Who shot alex pretti
Executive summary
Alex Jeffrey Pretti was shot and killed by federal immigration agents — identified in reporting as U.S. Border Patrol officers — during a confrontation in Minneapolis on January 24, 2026 [1] [2]. Video analyses and multiple news investigations indicate agents disarmed Pretti and then at least two agents fired multiple rounds, while Trump administration officials immediately framed the encounter as a defensive action by federal officers [3] [1] [4].
1. What the footage and major outlets report about who fired
Multiple outlets that reviewed bystander and surveillance video conclude that federal Border Patrol agents were the shooters: The Washington Post’s frame-by-frame analysis reports that agents wrestling Pretti to the ground had already secured a handgun he had been carrying before he was fatally shot, and that other agents then fired [3]; The New York Times, CNBC and BBC likewise identify federal immigration agents — variously described as Border Patrol or CBP officers — as the parties who shot and killed Pretti during protests in Minneapolis [2] [5] [6].
2. How many agents fired and what the videos show
Video-verified reporting indicates more than one agent fired: The New York Times and other outlets report that two officers appear to have fired at least ten shots over a span of seconds, and The Washington Post documents a sequence in which one agent appears to secure a gun while others then discharge their weapons [2] [3]. CNBC’s verified clips show a gun being taken by an agent and subsequent rapid volleys of shots, complicating early official descriptions of a single defensive discharge [5].
3. The federal account and immediate political responses
Senior Trump administration figures and DHS spokespeople publicly defended the agents’ actions within hours, characterizing Pretti as an aggressor who sought to “massacre law enforcement,” language echoed by political aides and amplified on social media [1] [4]. Homeland Security officials, including the secretary’s office, issued statements asserting the shooting was justified; at the same time national leaders and federal officials urged investigations and reviewed the operation [4] [6].
4. Contradictions between official claims and independent verification
Independent video verification and witness affidavits have contradicted key elements of the initial federal narrative: outlets such as The New York Times, PBS, BBC and The Guardian report that visual evidence shows Pretti holding a phone, not a weapon, at points and that claims he brandished and fired a gun are uncorroborated by the footage available to reporters [7] [8] [9]. Multiple outlets note that administration statements were issued before the scene was cleared and before independent investigators had access, raising concerns about premature conclusions [4] [8].

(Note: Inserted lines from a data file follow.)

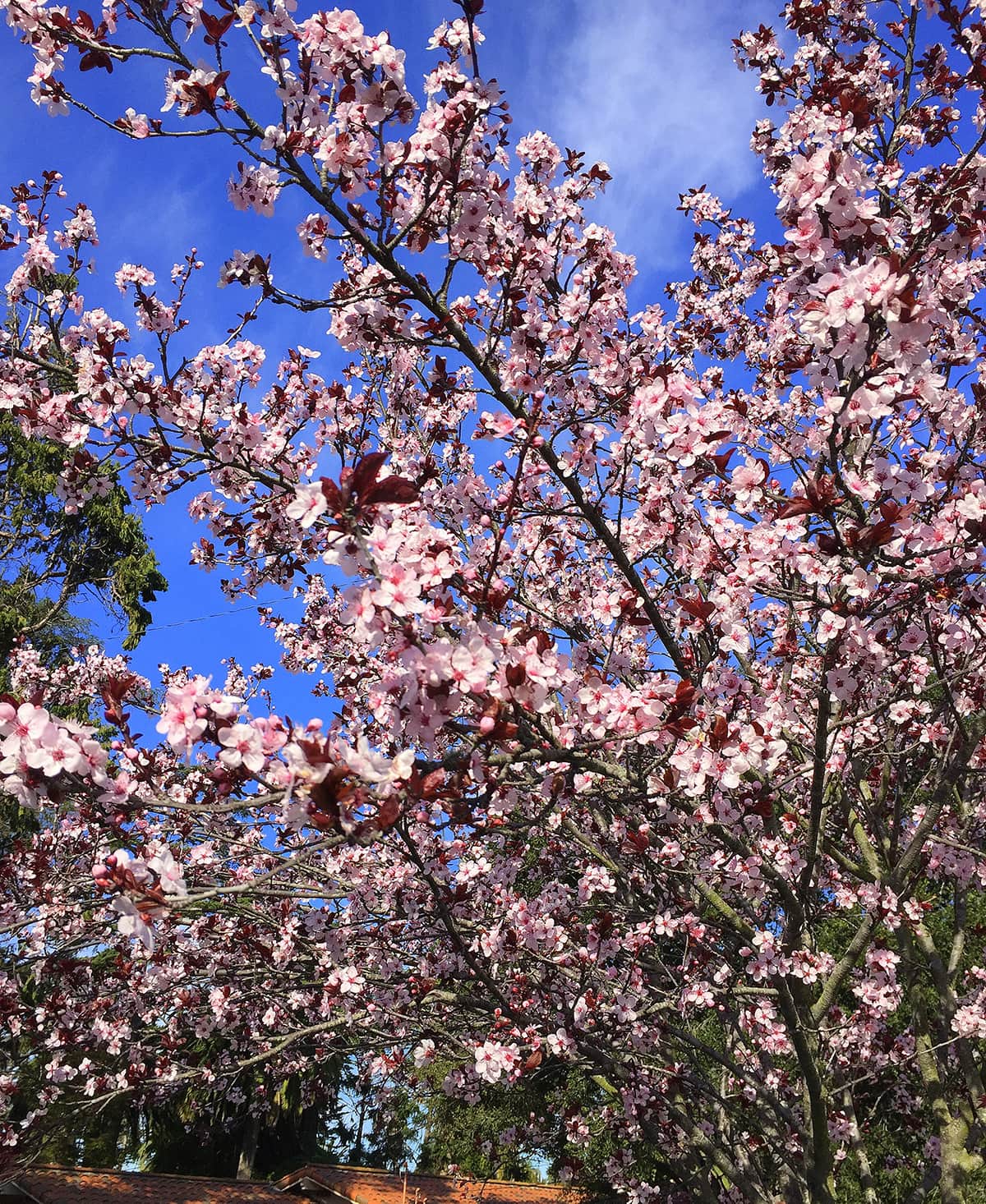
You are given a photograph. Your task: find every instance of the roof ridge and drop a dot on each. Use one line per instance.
(144, 1174)
(425, 1174)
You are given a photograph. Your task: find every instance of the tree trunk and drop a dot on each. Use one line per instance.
(248, 1149)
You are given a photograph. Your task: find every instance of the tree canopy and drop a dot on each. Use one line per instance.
(650, 783)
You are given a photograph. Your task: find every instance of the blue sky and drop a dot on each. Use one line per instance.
(648, 85)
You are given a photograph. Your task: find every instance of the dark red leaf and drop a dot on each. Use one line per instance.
(391, 490)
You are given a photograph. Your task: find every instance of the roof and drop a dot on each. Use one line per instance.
(75, 1185)
(364, 1186)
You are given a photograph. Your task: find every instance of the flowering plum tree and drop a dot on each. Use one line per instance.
(655, 638)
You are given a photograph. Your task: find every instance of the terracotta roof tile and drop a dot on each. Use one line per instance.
(364, 1186)
(72, 1185)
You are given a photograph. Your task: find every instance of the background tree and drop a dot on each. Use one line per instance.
(657, 755)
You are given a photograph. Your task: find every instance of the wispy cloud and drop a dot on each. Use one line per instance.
(650, 88)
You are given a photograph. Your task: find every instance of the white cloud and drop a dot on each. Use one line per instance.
(650, 88)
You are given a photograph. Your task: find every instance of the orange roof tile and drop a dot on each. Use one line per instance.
(364, 1186)
(75, 1185)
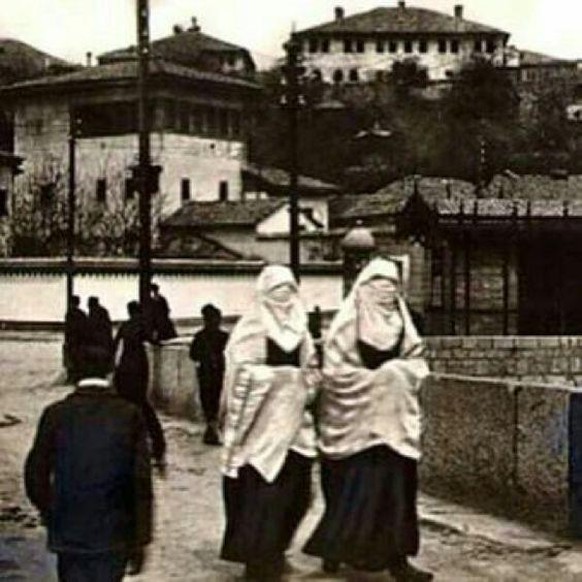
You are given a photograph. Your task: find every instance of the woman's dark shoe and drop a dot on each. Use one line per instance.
(406, 572)
(330, 566)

5. Legal and investigative status — what is and isn’t established
Federal and state investigations and court actions are unfolding: a federal judge issued a temporary restraining order barring the Department of Homeland Security from altering or destroying evidence related to the shooting, and state officials have demanded preservation and access for inquiries even as DHS has asserted federal control over the scene [2] [10]. Reporting makes clear who fired the shots — federal Border Patrol agents — but does not settle legal questions of justification, criminal liability, or administrative discipline, which remain subject to ongoing review and possible prosecution [3] [10].
6. Competing narratives and the wider context
The shooting intensified a political and media tug-of-war: progressive outlets and local witnesses portray Pretti as a nonviolent observer and critic of immigration sweeps, while conservative outlets and some DHS allies emphasize activist networks at protests and argue the operation was targeted at public-safety threats [9] [11]. Coverage from The Guardian, PBS and The New York Times highlights discrepancies between video evidence and official statements, whereas Fox News and other conservative outlets have pushed narratives about organized agitators and preexisting mobilization at the scene [9] [11] [8].